Bunun için Türklerde “Türküm” demeğe sıkılır, kendilerini başka soy arasında göstermeğe çalışırmış. Artık Türklük belini doğrultamayacak bir biçime gelmiş. Böyle böyle Türkler ve Türkçe bitmek kertelerine gelmiş!”
Hüseyin Avni düşüncelerini sade Türkçe ile kaleme almış, çok eski Türkçe kelimeleri bilhassa Divan-u Lügat-ı Türk’ten istifade ederek kullanmış, bunlardan yeni kelimelerde üretmiştir. Örnek olarak; nehir = arık, kitap = betik, zaman = öd, millet = ulus, havali = tiğre … gibi. Onun, öztürkçe kaleme alıp, 1921 Martında Giresun’da 10.000 adet basılan ve halka bedava dağıtılan, 24 sayfalık “Trabzon ili Lâz mı? Türk mü?” eseri, Karadeniz bölgesinin eski tarihlerden beri Türk ve Çepni ağırlıklı olduğunu ortaya koymaktadır.
Hiseyin Avni; doğu cephesinde savaşırken Türk Yurdu Dergi’sinde yazdığı Mart 1331 (1915) tarihli mektubunda, dergi müdürü Yusuf Akçuraoğlu’na; “Ağabey” diye hitap ederek; “Şark Ordusu’nda cenk eden bahadır zabitlerimizden birisi yazıyor” başlığıyla sunulan mektubunda şöyle diyor;
“Türk Yurdu Mecmuası Müdürlüğüne:
Bu yıl epeyce cenk ettim. Cenk ederken ayaklarımı dondurdum. İyileşmek üzere Erzurum’a geldim. Boş dururken canım bir makale yazmak istedi, yazdım. Size gönderiyorum mümkün olursa Türk Yurdunun bir köşesine, bir bucağına sıkıştırınız. Şimdi ayaklarım iyileşti. Yine cenkleşmek üzere kavga yerine gidiyorum. Bilmem feth olunan yerlerdeki Türk’lerin halini ve harbine dair yazsam makbule geçer mi? Öz Sayimemi sunarım Ağabey.
Alp Arslan”
(Hüseyin Avni yazılarını Tirebolu’lu Alparslan ya da Alp Arslan adıyla yazı- yordu.)
Türk Yurdunun cevabı ise dergide mektubun hemen altında;
“Bir elde kılıç bir elde kalem… Bir Türk bahadırına yakışanda işte budur. Başka bir memba’dan öğrendiğimize göre Alp Arslan Beğ kumandası altındaki askerleriyle Pançerut Boğazında Rusların bir taburunu mahvetmiştir. Erlik meydanından gönderdiği ilmi makalesini Türk Yurdu büyük bir iftiharla neşrediyor. Feth olunan yerlerdeki Türk’lerin haline dair yazacaklarını, bittabii daha büyük bir iftiharla dercedecektir. (yayınlayacaktır.)”
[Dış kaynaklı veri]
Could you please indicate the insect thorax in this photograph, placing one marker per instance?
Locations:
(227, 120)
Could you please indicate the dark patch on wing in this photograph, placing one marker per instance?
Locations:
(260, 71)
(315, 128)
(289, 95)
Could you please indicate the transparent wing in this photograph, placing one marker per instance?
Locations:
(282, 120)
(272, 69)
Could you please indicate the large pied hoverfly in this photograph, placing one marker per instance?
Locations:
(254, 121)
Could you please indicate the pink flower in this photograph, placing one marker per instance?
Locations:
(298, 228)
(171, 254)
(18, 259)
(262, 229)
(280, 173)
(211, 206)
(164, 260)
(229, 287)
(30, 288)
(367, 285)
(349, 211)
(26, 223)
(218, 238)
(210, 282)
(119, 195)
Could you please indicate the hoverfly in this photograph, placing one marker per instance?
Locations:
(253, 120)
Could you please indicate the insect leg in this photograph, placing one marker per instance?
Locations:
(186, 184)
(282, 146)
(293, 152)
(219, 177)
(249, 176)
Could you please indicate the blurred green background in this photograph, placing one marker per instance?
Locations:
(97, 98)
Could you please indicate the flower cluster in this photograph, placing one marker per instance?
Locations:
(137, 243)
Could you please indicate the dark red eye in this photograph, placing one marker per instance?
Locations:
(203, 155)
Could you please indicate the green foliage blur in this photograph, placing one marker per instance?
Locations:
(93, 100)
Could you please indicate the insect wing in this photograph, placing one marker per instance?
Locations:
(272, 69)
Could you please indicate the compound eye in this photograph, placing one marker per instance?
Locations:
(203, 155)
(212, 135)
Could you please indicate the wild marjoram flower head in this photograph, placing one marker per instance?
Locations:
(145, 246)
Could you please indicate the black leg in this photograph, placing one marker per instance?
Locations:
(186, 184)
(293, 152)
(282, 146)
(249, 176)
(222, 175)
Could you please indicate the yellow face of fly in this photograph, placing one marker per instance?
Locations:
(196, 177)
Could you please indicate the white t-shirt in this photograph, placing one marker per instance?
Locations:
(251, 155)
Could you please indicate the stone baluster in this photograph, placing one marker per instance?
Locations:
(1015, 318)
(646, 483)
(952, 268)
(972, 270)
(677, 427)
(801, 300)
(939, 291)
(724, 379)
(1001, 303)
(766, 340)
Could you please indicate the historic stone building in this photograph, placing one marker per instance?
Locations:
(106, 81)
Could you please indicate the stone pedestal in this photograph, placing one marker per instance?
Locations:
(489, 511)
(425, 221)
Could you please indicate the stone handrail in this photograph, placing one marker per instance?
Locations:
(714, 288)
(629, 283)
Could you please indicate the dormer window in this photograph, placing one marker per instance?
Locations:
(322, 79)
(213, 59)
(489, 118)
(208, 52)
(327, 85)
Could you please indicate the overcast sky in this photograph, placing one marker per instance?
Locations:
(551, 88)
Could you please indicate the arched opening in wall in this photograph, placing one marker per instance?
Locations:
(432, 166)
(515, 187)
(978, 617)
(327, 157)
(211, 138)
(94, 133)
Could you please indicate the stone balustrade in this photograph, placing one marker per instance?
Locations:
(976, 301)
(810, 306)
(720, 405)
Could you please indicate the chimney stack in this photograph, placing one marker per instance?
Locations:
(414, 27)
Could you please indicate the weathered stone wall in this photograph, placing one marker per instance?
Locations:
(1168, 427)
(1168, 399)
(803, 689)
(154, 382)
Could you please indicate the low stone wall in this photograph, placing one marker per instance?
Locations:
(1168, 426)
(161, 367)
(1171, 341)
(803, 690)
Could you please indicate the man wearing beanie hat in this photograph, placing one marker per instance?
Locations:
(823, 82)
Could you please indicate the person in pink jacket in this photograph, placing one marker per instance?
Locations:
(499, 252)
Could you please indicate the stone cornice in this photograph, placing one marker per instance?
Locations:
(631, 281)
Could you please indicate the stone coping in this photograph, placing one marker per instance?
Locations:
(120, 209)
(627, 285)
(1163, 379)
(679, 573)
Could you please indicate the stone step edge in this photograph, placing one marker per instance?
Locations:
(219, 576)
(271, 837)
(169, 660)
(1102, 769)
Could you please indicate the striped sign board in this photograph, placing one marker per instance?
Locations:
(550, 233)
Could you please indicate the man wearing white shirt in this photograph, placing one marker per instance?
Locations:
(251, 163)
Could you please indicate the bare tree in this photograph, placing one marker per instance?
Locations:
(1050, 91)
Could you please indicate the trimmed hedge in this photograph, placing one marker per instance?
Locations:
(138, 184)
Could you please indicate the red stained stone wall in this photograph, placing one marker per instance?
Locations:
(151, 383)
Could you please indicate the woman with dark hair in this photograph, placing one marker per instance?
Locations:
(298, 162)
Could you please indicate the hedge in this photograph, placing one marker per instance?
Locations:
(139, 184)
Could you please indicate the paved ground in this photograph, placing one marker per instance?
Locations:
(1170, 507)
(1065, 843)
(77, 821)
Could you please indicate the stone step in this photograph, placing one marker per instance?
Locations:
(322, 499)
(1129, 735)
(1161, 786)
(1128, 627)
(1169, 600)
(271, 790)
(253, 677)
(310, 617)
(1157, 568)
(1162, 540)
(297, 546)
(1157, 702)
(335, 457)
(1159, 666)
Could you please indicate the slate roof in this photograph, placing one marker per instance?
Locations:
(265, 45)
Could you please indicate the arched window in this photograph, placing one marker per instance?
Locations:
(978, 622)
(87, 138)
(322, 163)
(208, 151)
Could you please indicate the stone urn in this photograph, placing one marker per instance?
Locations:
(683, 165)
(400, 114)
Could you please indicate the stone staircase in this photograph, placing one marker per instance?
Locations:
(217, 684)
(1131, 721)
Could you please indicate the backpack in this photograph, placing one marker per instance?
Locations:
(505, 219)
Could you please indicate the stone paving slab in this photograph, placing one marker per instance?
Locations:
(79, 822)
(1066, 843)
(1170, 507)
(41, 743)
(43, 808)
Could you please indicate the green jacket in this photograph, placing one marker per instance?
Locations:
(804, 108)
Sakarya Savaşı’nda 42. Gönüllü Alay’ın Komutanı olarak, kritik saatlerde en önlerde Vatan’ı için canını feda eden, Hüseyin Avni Bey fazla eser bırakamamış ancak önemli mesajlar bırakmıştır. O çok Uluslu, dinli ve de etnik, mezhepsel ayrılıkların ne acılara mal olduğunu yaşayarak görmüş, adeta kurulacak olan Türkiye Cumhuriyetinin, “Tek Millet” temelinde ve Ulusun geçmİşi ve özü olan Türk kimliğine “boyanmasını”, Milletin aslını öğrenmesini, dilini, kültürünü geçmişteki aslına göre zenginleştirilmesini savunmuştur. Onun hiç bir şekilde “ırkçılık” yapmadığı eser ve makalelerinde hemen anlaşılır. O, topraklarımızda yaşayan, kendini başka soydan bilenlerin bile büyük çoğunluğunun Türk kökenli olduğunu bulgularla açıklamıştır. Ancak karışmamış hiç bir ırk olmadığını, önemli olanın kişinin hissetmek, mensup olduğu Milleti benimsemek olduğunu belirtmiştir.
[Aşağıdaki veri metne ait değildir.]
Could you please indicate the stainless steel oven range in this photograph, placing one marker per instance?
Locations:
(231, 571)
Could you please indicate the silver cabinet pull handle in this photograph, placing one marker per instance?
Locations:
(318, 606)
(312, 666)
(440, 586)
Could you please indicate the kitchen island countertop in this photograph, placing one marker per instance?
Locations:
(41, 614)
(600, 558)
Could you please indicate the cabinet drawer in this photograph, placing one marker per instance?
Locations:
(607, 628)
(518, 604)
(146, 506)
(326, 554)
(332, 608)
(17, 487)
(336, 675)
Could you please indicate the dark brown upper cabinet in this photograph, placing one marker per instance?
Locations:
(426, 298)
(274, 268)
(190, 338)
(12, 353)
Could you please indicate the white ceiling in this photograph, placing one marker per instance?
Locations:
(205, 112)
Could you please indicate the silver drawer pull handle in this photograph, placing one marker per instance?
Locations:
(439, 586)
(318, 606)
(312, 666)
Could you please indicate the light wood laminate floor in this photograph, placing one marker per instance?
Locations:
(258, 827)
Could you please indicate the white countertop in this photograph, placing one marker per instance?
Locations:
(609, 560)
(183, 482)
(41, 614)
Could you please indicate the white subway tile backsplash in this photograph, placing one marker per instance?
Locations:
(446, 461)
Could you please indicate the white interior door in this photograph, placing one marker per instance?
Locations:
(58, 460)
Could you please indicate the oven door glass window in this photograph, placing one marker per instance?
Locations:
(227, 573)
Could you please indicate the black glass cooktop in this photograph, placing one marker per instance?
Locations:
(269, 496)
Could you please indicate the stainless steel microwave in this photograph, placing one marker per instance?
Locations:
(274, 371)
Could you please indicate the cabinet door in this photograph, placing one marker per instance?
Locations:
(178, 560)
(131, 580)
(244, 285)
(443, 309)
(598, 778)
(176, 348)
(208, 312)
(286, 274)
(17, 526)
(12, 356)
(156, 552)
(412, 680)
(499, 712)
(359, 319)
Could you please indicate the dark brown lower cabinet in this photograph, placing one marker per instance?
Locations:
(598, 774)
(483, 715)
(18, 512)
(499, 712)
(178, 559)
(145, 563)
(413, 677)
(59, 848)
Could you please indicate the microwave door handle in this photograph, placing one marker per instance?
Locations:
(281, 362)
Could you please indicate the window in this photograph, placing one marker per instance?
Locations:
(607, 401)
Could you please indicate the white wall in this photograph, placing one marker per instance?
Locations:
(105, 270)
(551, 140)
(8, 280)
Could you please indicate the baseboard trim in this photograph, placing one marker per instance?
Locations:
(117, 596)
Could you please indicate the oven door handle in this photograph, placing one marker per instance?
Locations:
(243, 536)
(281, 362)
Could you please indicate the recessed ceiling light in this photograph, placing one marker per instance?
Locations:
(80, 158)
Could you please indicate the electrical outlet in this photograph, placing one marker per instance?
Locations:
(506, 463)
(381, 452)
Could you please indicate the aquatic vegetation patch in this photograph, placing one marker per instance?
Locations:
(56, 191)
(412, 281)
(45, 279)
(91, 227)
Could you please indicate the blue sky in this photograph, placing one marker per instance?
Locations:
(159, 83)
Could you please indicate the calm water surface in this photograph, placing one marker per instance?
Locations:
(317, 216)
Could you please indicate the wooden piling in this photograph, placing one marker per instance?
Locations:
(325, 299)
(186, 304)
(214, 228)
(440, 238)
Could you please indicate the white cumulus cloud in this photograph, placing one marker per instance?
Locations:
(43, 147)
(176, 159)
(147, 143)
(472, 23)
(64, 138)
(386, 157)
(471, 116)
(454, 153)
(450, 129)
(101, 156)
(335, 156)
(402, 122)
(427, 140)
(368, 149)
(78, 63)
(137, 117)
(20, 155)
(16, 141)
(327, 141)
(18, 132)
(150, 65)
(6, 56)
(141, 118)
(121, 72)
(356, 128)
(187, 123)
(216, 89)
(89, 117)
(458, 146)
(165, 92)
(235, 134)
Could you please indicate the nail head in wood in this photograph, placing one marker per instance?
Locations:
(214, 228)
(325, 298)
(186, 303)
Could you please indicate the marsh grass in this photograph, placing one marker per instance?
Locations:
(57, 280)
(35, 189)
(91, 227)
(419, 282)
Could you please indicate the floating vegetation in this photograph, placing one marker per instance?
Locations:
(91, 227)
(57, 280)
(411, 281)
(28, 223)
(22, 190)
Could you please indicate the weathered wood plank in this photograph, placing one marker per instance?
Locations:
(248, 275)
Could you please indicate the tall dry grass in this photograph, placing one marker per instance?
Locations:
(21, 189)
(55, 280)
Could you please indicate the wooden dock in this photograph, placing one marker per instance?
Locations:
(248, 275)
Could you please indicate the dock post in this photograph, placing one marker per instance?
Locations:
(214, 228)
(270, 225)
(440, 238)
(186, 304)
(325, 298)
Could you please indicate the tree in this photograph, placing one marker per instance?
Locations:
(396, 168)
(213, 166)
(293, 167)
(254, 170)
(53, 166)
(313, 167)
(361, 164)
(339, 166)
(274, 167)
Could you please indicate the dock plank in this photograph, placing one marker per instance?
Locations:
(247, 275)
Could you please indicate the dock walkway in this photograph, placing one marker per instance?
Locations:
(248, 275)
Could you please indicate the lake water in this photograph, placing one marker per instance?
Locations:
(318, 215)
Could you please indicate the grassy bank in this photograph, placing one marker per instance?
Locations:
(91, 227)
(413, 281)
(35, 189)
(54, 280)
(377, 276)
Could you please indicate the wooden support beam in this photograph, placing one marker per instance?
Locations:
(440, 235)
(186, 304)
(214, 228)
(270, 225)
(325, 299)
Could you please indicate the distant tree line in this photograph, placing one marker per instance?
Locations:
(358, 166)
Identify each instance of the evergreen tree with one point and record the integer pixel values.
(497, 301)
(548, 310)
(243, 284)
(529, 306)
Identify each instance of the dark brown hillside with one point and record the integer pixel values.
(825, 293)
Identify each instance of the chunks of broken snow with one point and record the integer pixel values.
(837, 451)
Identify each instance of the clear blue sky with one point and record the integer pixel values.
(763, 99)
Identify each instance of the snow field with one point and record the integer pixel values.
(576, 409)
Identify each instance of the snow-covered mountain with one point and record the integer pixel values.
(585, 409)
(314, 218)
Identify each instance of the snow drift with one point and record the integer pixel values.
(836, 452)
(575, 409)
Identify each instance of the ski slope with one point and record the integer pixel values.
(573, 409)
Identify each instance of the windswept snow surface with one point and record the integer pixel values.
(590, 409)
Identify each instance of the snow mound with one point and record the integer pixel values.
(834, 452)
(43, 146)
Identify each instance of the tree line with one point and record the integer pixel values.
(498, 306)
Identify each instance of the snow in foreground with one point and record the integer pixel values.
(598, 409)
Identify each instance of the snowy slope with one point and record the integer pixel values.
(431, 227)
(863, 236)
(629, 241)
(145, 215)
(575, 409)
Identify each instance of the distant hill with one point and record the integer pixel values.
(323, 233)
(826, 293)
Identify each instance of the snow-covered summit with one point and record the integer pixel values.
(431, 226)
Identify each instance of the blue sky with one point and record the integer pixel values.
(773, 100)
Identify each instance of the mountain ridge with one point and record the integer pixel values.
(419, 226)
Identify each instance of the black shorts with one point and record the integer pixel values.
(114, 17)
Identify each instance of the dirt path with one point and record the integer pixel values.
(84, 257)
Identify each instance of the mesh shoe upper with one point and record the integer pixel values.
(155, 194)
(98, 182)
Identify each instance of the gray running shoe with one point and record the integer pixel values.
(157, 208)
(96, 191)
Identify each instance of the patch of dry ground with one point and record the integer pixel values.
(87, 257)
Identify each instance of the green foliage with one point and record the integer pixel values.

Geçmiş ve yaşayan kültürümüz, folklorumuz, horonumuz, ot göçümüz…
Hepsi bu büyük ve tek Milletindir. “Ne mutlu Türküm diyene.” Mesajının özü budur… Osmanlı coğrafyasında yaşanan acılar, savaşlar, ihanetler… Çaresi Ulus Devlet… Yazdıklarının özü…
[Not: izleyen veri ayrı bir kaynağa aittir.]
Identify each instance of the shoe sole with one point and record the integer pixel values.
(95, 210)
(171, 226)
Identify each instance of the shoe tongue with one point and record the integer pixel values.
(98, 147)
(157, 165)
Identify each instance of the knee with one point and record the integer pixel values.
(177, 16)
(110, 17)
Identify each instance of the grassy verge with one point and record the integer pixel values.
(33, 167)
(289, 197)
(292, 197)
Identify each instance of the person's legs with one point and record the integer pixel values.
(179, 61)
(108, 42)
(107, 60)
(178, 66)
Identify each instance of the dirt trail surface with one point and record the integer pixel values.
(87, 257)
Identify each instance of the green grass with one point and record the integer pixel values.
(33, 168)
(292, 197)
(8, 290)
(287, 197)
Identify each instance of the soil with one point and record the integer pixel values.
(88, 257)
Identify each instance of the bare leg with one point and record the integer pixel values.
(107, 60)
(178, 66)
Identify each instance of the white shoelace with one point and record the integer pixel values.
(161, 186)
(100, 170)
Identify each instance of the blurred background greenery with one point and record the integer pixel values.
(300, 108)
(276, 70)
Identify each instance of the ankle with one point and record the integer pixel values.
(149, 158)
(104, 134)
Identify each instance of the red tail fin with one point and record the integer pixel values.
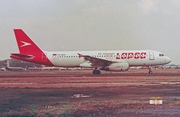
(25, 44)
(29, 51)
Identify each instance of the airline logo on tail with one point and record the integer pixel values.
(25, 44)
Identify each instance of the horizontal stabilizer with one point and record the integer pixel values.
(23, 56)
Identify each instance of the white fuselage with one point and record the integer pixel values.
(132, 57)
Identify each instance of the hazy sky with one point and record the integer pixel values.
(93, 25)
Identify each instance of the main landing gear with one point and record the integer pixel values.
(150, 70)
(96, 71)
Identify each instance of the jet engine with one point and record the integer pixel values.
(118, 67)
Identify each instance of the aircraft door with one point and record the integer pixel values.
(44, 57)
(151, 55)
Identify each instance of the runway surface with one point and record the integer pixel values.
(79, 93)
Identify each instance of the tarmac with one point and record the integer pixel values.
(79, 93)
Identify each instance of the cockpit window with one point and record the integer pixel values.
(161, 54)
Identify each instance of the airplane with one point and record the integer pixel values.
(13, 68)
(117, 60)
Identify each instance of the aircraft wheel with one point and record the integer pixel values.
(150, 72)
(96, 72)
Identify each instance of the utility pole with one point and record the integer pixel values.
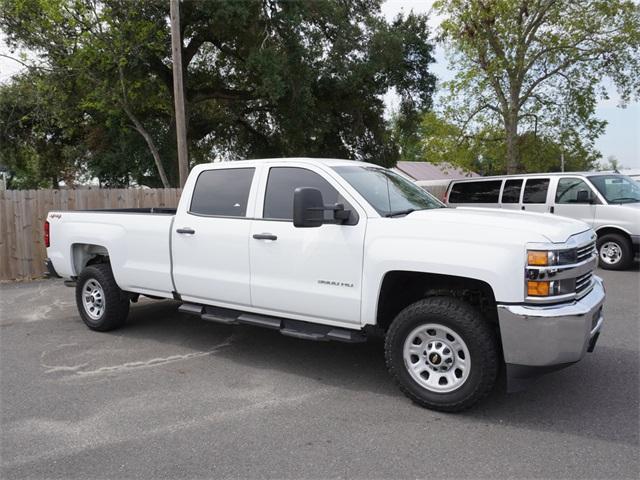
(178, 91)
Bu günlere geldik… Malum dış güçler, vakıflar, burslar, yardımlar… etki ajanları, numaracılar, bölücüler, liboşlar…
Çok renkliyiz… Doğrudur… Kültürümüz zengin… Farklılıklar var… İyiki de var… Bu memlekette 7 iklim birden yaşanır… Biliyormusun… Öğren o zaman…
-Hah hah … -*ne gülüyorsun… – Siz Bayram Törenlerinde resmi geçit seyrederken…
-Biz var ya … -*ee.. -*O büyük Milletim dediğinizlerince, bizce etnik guruplarını örgütledik… Onlar yüksek yüksek yerlere, köşe başlarına geldiler… Çok çook zengin oldular… Sizleri, kimse inanmaz, birer ikişer Devlet işle- rinden, önemli yerlerden tasfiye ettik.. Hatta, hatta diyebilirim ki, iş işten çoktan geçti… Dahası… Aptal Türk, saf Türk..
-Defol diye bağırdım, bilmem hangi Vakfın baş Casusu… …. !
Açıkcası, yoksa bu Vatan’da, yoksa, “TÜRK SORUNU MU VAR?”
Hüseyin Avni Alparslan’ın, yeterince öğrenilmesini, anılmasını sağlamak hepimizin görevi olmalıdır. Onun mesajları tüm Türkiye için önem taşımaktadır, hem de bu günlerde!